As is the case with many hornbeams from low latitudes but high altitudes, the red or purplish anthocyanins in the young leaves are this species’ most colourful feature; in juvenile plants at least, the colour can sometimes persist on the leaf’s underside (International Dendrological Foundation 2022). A young tree from CWJ 12449, planted by the author in his local public park, Alexandra Park in East Sussex, is tardily deciduous, like the ones at Kew, but examples in more Atlantic conditions and from at least some introductions are evergreen (Burncoose Nurseries 2022) and may not stop growing at all (Williams 2020). In the even less seasonal climate of Brisbane, Australia, by contrast, young plants are described as turning yellow in autumn (JAC Orchids 2022).

This hornbeam’s hardiness may not yet have been fully tested. It has survived in the Royal Botanic Garden Edinburgh since 2007 (Royal Botanic Garden Edinburgh 2022), and was planted at the J.C. Raulston Arboretum in North Carolina in 2017 (J.C. Raulston Arboretum 2022); this is in USDA hardiness zone 7b-8a, but the long warm growing season may benefit this southerly species.

In the milder climate of the Sonoma Botanical Garden in California, Carpinus kawakamii has been grown since 1993, in the form of a high-altitude collection from 1860 m (Grimshaw & Bayton 2009). It is also represented at the Christchurch Botanic Gardens in New Zealand (Golik 2017).

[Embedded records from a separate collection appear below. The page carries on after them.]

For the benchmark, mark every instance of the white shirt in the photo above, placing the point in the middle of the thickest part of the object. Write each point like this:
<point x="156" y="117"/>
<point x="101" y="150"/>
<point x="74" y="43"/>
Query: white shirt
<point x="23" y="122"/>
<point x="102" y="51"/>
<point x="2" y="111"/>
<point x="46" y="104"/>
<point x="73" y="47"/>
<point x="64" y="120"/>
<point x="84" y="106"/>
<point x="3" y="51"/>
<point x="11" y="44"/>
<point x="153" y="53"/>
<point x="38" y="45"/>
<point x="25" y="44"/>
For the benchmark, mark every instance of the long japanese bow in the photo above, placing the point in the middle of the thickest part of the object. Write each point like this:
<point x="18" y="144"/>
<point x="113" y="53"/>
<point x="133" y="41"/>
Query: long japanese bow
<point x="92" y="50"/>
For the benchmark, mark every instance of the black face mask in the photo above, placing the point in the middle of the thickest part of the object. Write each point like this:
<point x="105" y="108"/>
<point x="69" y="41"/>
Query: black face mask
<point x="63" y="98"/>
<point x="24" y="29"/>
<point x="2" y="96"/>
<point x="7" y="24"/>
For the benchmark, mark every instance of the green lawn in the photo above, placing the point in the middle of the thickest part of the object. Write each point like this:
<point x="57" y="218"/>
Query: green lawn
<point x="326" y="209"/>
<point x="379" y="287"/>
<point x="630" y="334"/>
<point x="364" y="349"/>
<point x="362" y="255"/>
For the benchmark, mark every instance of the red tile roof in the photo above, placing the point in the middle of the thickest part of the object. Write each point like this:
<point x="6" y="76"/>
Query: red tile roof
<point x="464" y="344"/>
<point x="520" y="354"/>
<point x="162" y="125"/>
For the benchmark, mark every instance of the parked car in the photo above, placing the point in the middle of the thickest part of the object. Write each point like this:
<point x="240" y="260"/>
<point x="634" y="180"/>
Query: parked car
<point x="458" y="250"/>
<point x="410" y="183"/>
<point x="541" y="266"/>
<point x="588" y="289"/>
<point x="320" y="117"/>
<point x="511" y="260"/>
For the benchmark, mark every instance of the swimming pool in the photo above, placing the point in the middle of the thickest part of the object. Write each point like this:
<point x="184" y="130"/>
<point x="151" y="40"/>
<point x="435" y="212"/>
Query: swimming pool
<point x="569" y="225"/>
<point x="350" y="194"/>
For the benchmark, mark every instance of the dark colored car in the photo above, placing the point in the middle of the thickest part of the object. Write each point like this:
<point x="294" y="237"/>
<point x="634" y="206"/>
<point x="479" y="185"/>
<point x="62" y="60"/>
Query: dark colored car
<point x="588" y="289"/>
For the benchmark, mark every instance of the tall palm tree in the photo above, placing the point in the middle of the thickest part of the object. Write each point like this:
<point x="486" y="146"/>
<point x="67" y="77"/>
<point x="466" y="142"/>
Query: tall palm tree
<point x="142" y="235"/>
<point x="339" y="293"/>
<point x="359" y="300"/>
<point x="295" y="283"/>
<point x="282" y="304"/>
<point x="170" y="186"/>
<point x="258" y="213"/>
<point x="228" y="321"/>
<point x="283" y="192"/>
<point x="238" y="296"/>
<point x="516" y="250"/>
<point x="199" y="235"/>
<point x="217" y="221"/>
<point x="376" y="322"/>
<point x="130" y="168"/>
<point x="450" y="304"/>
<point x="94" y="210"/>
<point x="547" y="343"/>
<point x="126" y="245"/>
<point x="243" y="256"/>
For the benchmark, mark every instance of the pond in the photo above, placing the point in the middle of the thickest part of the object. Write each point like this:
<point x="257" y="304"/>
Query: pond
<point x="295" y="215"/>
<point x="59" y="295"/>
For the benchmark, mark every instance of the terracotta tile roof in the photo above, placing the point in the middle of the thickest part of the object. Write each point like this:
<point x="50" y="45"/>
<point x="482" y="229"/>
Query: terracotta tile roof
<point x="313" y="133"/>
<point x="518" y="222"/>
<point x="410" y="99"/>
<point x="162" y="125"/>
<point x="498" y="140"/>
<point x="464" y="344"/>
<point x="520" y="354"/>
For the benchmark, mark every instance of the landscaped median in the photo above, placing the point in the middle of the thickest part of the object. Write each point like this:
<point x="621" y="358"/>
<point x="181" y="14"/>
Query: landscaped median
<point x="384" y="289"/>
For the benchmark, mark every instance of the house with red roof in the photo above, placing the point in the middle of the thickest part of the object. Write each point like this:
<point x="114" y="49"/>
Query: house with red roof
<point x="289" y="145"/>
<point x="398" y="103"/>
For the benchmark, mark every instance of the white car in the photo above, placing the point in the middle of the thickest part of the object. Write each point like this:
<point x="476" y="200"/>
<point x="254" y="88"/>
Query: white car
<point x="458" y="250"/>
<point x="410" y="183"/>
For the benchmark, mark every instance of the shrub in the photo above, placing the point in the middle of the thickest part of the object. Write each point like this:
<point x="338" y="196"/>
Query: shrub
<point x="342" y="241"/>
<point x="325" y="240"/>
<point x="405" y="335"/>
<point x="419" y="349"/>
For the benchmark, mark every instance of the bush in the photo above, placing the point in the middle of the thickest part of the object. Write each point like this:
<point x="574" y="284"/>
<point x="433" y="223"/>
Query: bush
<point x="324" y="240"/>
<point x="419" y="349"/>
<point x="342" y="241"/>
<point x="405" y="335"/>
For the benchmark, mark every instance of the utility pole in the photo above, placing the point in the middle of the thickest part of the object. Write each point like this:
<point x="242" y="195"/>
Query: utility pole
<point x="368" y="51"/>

Another hornbeam from the mountains of Taiwan was described by Bunzō Hayata in 1913 as C. minutiserrata, and is accepted by Holstein and Weigend (Holstein & Weigend 2017) and by Plants of the World Online (Plants of the World Online 2022) as a variety of C. kawakamii (var. minutiserrata (Hayata) S.S. Ying, a combination not made until 1988). It is distinguishable by its longer leaves (6–11 cm long) with more lateral vein pairs (15–17), a distinctive fine double serration, and its shorter fruiting catkins (3–4 cm) with shorter, broader fruit-bracts (13–14 × 6–7 mm) (Li & Skvortsov 1999). This taxon is probably not in cultivation in the west (Beech, Shaw & Jones 2015).